A few things to notice. First, the MSE is worse, as expected. The 2e argmaxes actually look "better behaved", i.e., monotonic, but they diverge too much for high states, giving the high MSE. This is probably because the lower states (that higher states depend on) are correctly getting figured out which ones are the best choice, but they can be known to be the best action and still have an inaccurate Q value. You can also see in the upper right plot, the plot of Q(S,A) vs A (with the different curves being for different S's) that the argmaxes (little peaks) are a lot more pronounced. This is because the bad ones aren't as severely punished because of the small $\alpha$ value. Compare it to the $\alpha$ = 1.1 one above, where the non optimal Q(S,A) values are much more negative. Similarly, the same plots but for the 1e states (the top middle plot) goes down to -10000 for $\alpha$ = 1.1, but for $\alpha$ = 0.1, they don't get as much of the huge negative, meaning they're only 1,000.

Next, looking at the inspection plots, you can see that 1) they switch a lot more, and 2) the range they oscillate in is a lot smaller (~0.8). I was initially hoping that the smaller $\alpha$ would mean that the argmax for a state is actually more stable, because unlucky events wouldn't mess it up as much, but I think the flip side of that coin is that the non optimal actions aren't punished as much, meaning they have a bigger chance of "bouncing back" after some unlucky events as well.

Lastly, let's just look at one example with more floors. I've been using 25 floors because it was big enough that hopefully we could see the sqrt behavior if it was doing it, but also small enough that a given number of episodes could let it converge. However, let's run it at 100 floors for good measure, to really make sure it's doing the right thing.

200,000 episodes:

Pretty messy, and you can see that not even all the 1e states have converged (probably because some haven't even gotten to try all their actions, so if the action hasn't been tried, the Q(S,A) is the starting value of 0, bigger than negatives that accrue from actually trying actions). I thought that trying 2,000,000 episodes might improve it, but...

I'm not sure what to take away. It's possible that the randomness of this could cause this stuff, since there are a lot of states, but it's still confusing. Still, this should show that it's definitely finding the right path, even if it takes a while.

Anyway, that's all for now. This was a fun project that started pretty randomly but got me on the RL path. I still have a lot of questions about the problem and RL in general, though: Is this a unique problem, with its dire consequence for breaking two eggs? Does a consequence like that really mean that you should avoid use of $\lambda$ and $\epsilon$?

Right now, my Q(S,A) is initialized to all 0's. Since each episode always gives a negative reward, that means that, in a state, it will actually keep trying new actions until it has tried them all. In a way that seems good, because it's automatically doing exploration, but it also seems like it's different in nature from what I feel like I see in some problems, where it's more of a positive feedback loop (i.e., the agent tries an action, gets a positive reward, now that action is even moreso the argmax, and it keeps trying it).

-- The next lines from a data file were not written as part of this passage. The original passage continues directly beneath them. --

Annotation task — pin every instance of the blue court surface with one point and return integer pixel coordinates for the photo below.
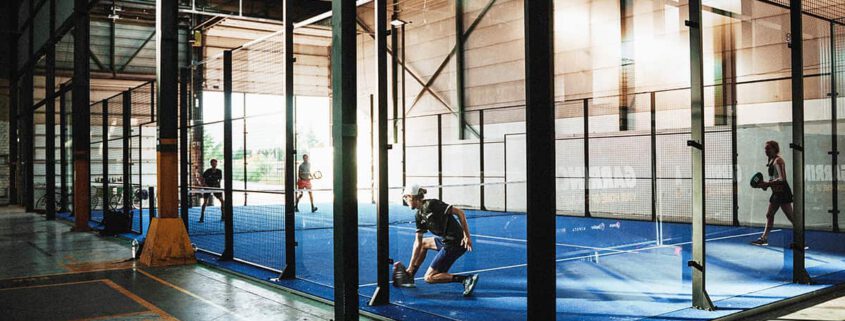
(607, 269)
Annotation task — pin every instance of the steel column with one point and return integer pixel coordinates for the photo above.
(440, 156)
(344, 135)
(481, 158)
(382, 292)
(834, 142)
(184, 93)
(62, 145)
(586, 116)
(81, 116)
(540, 153)
(394, 73)
(700, 298)
(26, 116)
(459, 67)
(290, 149)
(126, 164)
(105, 138)
(799, 274)
(50, 121)
(228, 251)
(166, 101)
(14, 99)
(653, 154)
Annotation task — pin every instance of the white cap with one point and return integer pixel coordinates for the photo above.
(412, 190)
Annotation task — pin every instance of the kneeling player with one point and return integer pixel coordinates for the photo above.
(452, 239)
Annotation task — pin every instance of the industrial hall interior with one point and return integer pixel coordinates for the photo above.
(422, 160)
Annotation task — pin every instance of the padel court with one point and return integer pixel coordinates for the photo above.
(601, 149)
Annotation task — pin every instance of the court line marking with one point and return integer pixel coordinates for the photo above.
(191, 294)
(50, 285)
(589, 256)
(139, 300)
(121, 315)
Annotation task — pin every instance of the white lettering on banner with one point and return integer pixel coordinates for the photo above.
(601, 177)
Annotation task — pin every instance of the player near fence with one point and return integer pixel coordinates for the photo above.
(452, 239)
(211, 178)
(304, 183)
(781, 193)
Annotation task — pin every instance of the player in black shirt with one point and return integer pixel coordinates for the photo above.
(211, 178)
(452, 239)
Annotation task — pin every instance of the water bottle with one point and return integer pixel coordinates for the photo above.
(134, 248)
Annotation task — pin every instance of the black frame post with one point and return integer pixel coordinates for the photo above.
(14, 99)
(799, 274)
(165, 102)
(50, 121)
(700, 298)
(481, 205)
(394, 74)
(184, 205)
(289, 271)
(586, 111)
(440, 156)
(834, 144)
(540, 146)
(228, 251)
(127, 152)
(382, 292)
(63, 205)
(26, 115)
(105, 138)
(653, 154)
(344, 135)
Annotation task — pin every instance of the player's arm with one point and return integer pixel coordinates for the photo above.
(467, 241)
(416, 254)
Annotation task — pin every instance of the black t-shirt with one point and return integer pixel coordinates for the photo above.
(212, 177)
(435, 216)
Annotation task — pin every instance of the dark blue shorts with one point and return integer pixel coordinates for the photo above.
(446, 256)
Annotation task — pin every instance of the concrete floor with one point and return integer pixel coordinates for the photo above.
(831, 310)
(50, 273)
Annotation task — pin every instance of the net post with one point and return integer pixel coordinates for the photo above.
(228, 252)
(799, 274)
(382, 292)
(700, 298)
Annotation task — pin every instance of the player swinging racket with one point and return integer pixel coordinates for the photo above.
(781, 193)
(452, 239)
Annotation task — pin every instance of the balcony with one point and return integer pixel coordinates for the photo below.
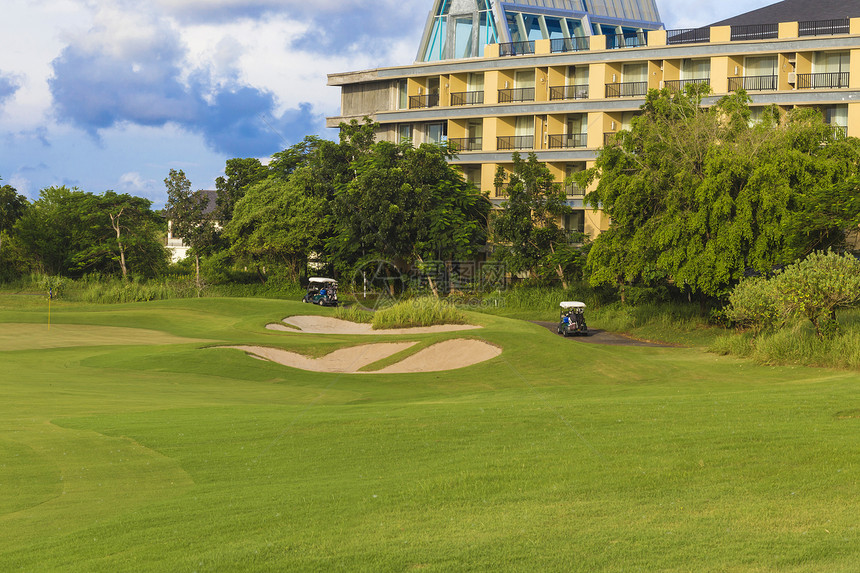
(511, 142)
(627, 89)
(574, 190)
(823, 27)
(567, 141)
(516, 95)
(679, 85)
(839, 131)
(466, 143)
(561, 45)
(617, 41)
(752, 83)
(755, 32)
(517, 48)
(425, 101)
(557, 93)
(467, 98)
(822, 81)
(688, 36)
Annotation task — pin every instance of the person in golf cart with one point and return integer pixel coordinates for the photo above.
(572, 319)
(321, 291)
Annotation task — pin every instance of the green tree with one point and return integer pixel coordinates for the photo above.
(818, 286)
(527, 230)
(187, 213)
(699, 195)
(12, 208)
(239, 175)
(407, 205)
(276, 223)
(70, 232)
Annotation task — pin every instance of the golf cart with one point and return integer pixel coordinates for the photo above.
(321, 291)
(572, 319)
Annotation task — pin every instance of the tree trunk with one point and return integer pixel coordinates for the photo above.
(114, 222)
(559, 270)
(433, 288)
(197, 271)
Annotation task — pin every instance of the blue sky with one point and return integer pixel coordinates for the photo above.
(112, 94)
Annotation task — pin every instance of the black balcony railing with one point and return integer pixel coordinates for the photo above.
(502, 190)
(516, 48)
(688, 36)
(421, 102)
(560, 45)
(679, 85)
(627, 89)
(516, 94)
(755, 32)
(634, 40)
(839, 131)
(508, 142)
(822, 81)
(568, 92)
(823, 27)
(567, 140)
(467, 98)
(466, 143)
(752, 83)
(574, 190)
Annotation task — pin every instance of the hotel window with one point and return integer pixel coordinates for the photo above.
(437, 132)
(402, 94)
(695, 69)
(404, 132)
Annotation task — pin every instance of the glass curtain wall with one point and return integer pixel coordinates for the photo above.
(459, 31)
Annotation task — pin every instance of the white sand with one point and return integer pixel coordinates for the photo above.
(445, 355)
(329, 325)
(343, 360)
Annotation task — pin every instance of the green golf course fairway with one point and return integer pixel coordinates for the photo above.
(129, 443)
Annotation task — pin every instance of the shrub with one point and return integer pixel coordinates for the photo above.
(755, 303)
(818, 286)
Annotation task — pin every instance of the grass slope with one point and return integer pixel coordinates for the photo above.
(557, 455)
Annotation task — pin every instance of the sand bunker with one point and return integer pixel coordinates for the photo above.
(343, 360)
(329, 325)
(447, 355)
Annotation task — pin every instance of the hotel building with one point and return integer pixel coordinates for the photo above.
(560, 77)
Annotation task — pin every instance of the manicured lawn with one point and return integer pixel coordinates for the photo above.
(146, 450)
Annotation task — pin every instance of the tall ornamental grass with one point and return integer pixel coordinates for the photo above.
(424, 311)
(798, 343)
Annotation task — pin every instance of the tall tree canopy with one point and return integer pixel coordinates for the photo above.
(70, 232)
(239, 174)
(189, 217)
(12, 207)
(700, 195)
(527, 230)
(407, 204)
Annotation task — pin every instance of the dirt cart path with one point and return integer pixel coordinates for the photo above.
(603, 337)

Another thing I might do one day is, I'm afraid I may have put too much of a "model" into the problem. That is, when I do performAction(S,A), it automatically returns you to the "subproblem" (for example, if you have 100 floors left and drop on 34 and it doesn't break, it then puts you in the state with floor 66). This is true, but maybe it's giving insight to the model, whereas the most model free agent could figure that stuff out on their own?